Risk-Adjusted Performance

0 of 100

 
Weak
 
Strong
Very Weak
Over the last 90 days Orchid Island Capital has generated negative risk-adjusted returns adding no value to investors with long positions. In spite of rather sound basic indicators, Orchid Island is not utilizing all of its potentials. The newest stock price tumult, may contribute to shorter-term losses for the shareholders.

Western Asset and Orchid Island Volatility Contrast

   Predicted Return Density   
       Returns  

Pair Trading with Western Asset and Orchid Island

The main advantage of trading using opposite Western Asset and Orchid Island positions is that it hedges away some unsystematic risk. Because of two separate transactions, even if Western Asset position performs unexpectedly, Orchid Island can make up some of the losses. Pair trading also minimizes risk from directional movements in the market. For example, if an entire industry or sector drops because of unexpected headlines, the short position in Orchid Island will offset losses from the drop in Orchid Island's long position.
The idea behind Western Asset Mortgage and Orchid Island Capital pairs trading is to make the combined position market-neutral, meaning the overall market's direction will not affect its win or loss (or potential downside or upside).

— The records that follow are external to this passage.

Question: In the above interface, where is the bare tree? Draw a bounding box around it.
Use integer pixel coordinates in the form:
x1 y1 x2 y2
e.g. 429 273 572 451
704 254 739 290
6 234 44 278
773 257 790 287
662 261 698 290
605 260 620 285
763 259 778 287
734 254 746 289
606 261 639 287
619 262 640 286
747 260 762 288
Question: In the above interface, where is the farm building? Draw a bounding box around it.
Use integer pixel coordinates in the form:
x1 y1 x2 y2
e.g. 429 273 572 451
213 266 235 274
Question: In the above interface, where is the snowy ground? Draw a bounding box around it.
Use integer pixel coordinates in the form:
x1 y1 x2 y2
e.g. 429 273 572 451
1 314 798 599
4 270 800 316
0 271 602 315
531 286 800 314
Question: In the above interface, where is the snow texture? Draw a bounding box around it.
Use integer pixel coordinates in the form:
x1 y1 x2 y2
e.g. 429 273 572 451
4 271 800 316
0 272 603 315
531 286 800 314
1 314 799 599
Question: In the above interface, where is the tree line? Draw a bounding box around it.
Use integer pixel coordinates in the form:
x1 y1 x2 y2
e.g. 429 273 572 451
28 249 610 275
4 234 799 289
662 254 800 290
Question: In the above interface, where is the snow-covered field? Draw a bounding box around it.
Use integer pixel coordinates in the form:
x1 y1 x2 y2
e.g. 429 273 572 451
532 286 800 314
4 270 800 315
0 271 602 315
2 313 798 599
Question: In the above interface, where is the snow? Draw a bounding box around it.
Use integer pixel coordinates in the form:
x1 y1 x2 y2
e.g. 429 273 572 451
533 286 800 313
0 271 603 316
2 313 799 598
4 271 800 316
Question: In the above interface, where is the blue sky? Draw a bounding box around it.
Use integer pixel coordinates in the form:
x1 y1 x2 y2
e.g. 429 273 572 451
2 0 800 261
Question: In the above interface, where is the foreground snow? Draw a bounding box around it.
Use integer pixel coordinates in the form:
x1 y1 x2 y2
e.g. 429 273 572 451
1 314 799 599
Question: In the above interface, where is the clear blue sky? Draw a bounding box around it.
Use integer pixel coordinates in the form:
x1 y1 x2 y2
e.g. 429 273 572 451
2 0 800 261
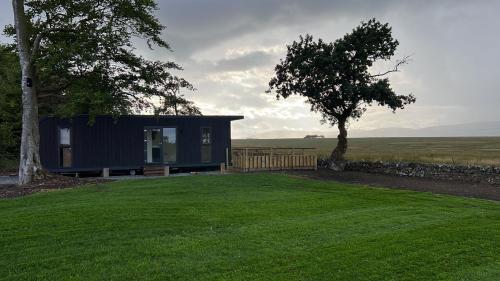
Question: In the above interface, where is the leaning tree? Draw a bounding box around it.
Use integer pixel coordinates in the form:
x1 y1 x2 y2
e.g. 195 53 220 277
8 0 193 184
268 19 416 170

This can be achieved by designing a pairs trade with two highly correlated stocks or equities that operate in a similar space or sector, making it possible to obtain profits through simple and relatively low-risk investment.
Check out your portfolio center.
Note that this page's information should be used as a complementary analysis to find the right mix of equity instruments to add to your existing portfolios or create a brand new portfolio. You can also try the Portfolio Optimization module to compute new portfolio that will generate highest expected return given your specified tolerance for risk.